Apache Syncope Offers Open Source Single Sign-On Identity Management
The Swiss organization SWITCH, which manages educational networks among universities and research facilities, is developing a secure digital identity for university members that will provide single sign-on capabilities and connections with other services.
For Swiss universities, the digital identity service is an evolution from current authentication and authorization infrastructures.
The organization recently selected Apache Syncope as the leading technology under consideration for the project beating contenders including CA, Dell, IBM, Microsoft, Oracle, SAP; niche players such as Sailpoint, Okta, OneLogin, ForgeRock, OpenIAM; and even open source Evolveum.
“Apache Syncope provides a well-developed and configurable workflow engine as well as a documented API for extensions. It allows starting in a small configuration that can be gradually extended over time,” SWITCH concluded in a report on response to its Request For Information (RFI). It noted Syncope’s integration with open source technologies as Shibboleth, among the key factors in its decision to go forward with a prototype built with Syncope.

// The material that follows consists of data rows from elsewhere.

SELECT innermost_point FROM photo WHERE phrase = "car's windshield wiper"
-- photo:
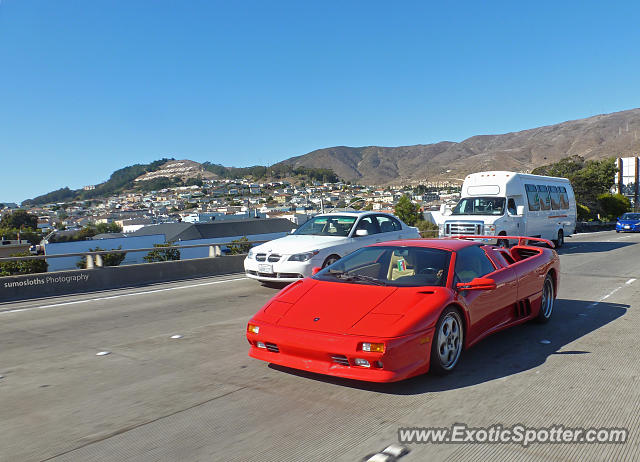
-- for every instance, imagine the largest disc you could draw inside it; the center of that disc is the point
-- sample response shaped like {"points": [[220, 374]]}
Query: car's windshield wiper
{"points": [[358, 277]]}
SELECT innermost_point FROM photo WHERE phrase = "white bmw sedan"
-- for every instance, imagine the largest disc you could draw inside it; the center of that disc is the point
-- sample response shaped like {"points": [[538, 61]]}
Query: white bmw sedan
{"points": [[321, 241]]}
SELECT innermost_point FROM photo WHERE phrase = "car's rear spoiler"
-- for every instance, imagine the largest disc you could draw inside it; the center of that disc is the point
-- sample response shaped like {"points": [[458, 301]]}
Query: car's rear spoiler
{"points": [[522, 240]]}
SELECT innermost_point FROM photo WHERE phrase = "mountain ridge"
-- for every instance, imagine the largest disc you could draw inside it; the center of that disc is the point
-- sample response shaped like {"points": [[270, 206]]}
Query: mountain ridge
{"points": [[595, 137]]}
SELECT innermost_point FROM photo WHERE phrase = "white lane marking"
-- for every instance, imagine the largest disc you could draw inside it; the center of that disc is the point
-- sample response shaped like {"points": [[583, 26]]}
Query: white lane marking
{"points": [[592, 305], [110, 297], [610, 293]]}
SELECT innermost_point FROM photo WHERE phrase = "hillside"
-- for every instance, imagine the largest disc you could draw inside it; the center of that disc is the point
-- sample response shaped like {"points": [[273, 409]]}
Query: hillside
{"points": [[592, 138]]}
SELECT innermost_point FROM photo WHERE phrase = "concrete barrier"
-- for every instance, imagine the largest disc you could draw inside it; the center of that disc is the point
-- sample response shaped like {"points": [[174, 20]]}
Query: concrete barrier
{"points": [[30, 286]]}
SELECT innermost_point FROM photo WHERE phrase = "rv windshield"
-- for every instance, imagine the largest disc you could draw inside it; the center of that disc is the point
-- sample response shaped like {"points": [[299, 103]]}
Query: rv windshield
{"points": [[479, 206]]}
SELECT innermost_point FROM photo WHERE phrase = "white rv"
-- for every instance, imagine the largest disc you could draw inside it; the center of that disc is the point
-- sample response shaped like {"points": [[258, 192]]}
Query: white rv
{"points": [[513, 204]]}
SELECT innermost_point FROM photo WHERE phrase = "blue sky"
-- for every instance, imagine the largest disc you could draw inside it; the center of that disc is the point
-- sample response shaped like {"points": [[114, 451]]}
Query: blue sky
{"points": [[87, 87]]}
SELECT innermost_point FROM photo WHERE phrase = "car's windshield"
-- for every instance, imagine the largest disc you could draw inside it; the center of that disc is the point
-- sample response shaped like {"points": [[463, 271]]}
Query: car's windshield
{"points": [[392, 266], [479, 206], [333, 225]]}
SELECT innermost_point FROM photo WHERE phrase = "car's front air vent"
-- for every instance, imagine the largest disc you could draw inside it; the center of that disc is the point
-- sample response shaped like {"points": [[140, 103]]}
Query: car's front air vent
{"points": [[340, 359], [272, 347]]}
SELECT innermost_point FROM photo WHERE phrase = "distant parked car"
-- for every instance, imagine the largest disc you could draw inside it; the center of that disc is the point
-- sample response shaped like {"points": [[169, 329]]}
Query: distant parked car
{"points": [[628, 222], [321, 241]]}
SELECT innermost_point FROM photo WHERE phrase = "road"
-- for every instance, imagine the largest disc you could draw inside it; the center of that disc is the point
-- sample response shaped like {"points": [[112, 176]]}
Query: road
{"points": [[201, 398]]}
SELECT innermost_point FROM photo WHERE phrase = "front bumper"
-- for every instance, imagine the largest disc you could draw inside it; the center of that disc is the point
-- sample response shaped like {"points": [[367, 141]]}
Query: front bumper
{"points": [[335, 354], [628, 228], [282, 271]]}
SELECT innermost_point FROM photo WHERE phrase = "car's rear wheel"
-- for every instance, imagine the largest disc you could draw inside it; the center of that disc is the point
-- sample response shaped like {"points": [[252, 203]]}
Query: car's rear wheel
{"points": [[331, 259], [448, 339], [548, 299]]}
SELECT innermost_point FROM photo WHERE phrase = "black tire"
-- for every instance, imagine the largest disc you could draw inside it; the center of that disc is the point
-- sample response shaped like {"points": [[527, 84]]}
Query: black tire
{"points": [[447, 343], [560, 241], [330, 260], [547, 302]]}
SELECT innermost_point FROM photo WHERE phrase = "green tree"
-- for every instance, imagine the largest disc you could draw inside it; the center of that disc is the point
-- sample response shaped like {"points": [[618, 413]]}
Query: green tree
{"points": [[427, 229], [407, 211], [108, 259], [19, 219], [162, 254], [11, 268], [613, 205], [241, 246], [589, 179]]}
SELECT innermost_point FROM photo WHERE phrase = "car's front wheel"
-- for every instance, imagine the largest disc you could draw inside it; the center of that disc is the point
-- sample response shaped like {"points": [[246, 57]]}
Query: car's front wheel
{"points": [[548, 298], [331, 259], [448, 339]]}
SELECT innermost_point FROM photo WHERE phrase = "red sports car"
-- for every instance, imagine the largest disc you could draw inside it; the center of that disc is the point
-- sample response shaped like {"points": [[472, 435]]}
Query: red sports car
{"points": [[397, 309]]}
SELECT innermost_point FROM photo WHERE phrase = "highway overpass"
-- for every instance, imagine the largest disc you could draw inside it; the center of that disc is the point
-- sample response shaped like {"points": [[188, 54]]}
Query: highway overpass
{"points": [[200, 397]]}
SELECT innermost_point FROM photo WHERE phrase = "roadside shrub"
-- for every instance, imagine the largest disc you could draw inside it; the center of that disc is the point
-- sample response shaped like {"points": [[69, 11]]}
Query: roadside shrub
{"points": [[162, 254], [584, 213], [108, 259], [241, 246], [613, 205], [11, 268]]}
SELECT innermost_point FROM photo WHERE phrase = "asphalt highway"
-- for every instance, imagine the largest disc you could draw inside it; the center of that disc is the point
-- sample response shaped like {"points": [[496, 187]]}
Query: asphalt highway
{"points": [[199, 397]]}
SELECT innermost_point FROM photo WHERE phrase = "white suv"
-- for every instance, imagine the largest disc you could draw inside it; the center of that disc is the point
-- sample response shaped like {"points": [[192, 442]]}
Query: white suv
{"points": [[321, 241]]}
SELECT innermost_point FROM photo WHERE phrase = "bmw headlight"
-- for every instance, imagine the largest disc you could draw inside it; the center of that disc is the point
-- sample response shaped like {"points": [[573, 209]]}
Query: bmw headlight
{"points": [[305, 256]]}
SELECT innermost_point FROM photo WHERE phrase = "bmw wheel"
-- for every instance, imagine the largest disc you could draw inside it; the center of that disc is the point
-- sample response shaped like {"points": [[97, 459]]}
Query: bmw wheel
{"points": [[560, 241], [331, 259], [447, 342]]}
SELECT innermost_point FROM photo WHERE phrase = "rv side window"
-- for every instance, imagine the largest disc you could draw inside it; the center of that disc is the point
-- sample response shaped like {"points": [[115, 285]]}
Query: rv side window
{"points": [[555, 197], [564, 198], [532, 197], [543, 194]]}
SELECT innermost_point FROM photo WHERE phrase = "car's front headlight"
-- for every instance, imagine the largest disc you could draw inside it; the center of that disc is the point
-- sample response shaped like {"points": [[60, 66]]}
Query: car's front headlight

Implemented in Java EE technology, Apache Syncope is designed to keep enterprise identity data consistent and synchronized across repositories, data formats, and models.
Among the new features:
- Native support managing workstations, printers, folders, sensors, services and more, which should be a boon for Internet of Things management.
- Multitenancy with physical separation of all data of different tenant into different database instance for cloud-based deployments.
- A redesigned admin and end user UI, including a self-service web application in which users can edit only their own information.
- New “getting started” and reference guides. Chicchiriccò calls documentation the most common missing feature in many open source projects.
Syncope connects through a JAX-RS 2.0 RESTful interface to third-party applications written in any programming language. Its pluggable design means every deployment can be designated from a provided list or customized. The provisioning layer relies on ConnId. It uses the Spring Framework for storage.
Roots in Italy
“Single accounts’ data are typically dispersed on various applications. In a typical organization, everyone has e-mail, time-tracking, ERP, CRM and so on. Normally, this works out just fine whenever someone joins the organization but becomes troublesome in case of promotion or [when someone] leaves. That could set some serious security threats,” Chicchiriccò explained in an interview.
Apache Syncope can create a virtual representation of the information to let administrators deal with it. It also provides powerful reporting and extraction tools are for business executives, he said.
Chicchiriccò and the project’s other founders were instructors of Sun Microsystems technology in Italy and worked for a service integrator there when Oracle acquired Sun in 2010. Alarmed at the prospect that Oracle would make Sun’s technology proprietary, they set out to build their own open source identity management solution from scratch.
Syncope entered the Apache Incubator in February 2012 and became a top-level project in November 2012.
It’s vital that open source projects are not solely the work of a single company, Chicchiriccò said, and being under the purview of the Apache Software Foundation adds to its legitimacy with customers.
“When some prospective customer challenges me with, ‘Shall I trust that Tirasa will still be in business in five years?’, I can frankly answer ‘Possibly. Remember that six years ago no one thought that Sun Microsystems could be acquired. Anyway, I bet that the Apache Software Foundation will still be around for longer.”
Tirasa also is contributing to the middleware and to the integration of security services in the CHOReVOLUTION platform. Funded by the European Union’s Horizon 2020 research and innovation program, it’s focused on developing technologies for distributed coordination of services for the Internet of the future.
Going forward, the project will further address support for well-established standards such as OAuth 2.0, OpenID Connect and SAML 2.0 to allow tighter integration with mobile devices and real-time customization of system core components to add more deployment flexibility.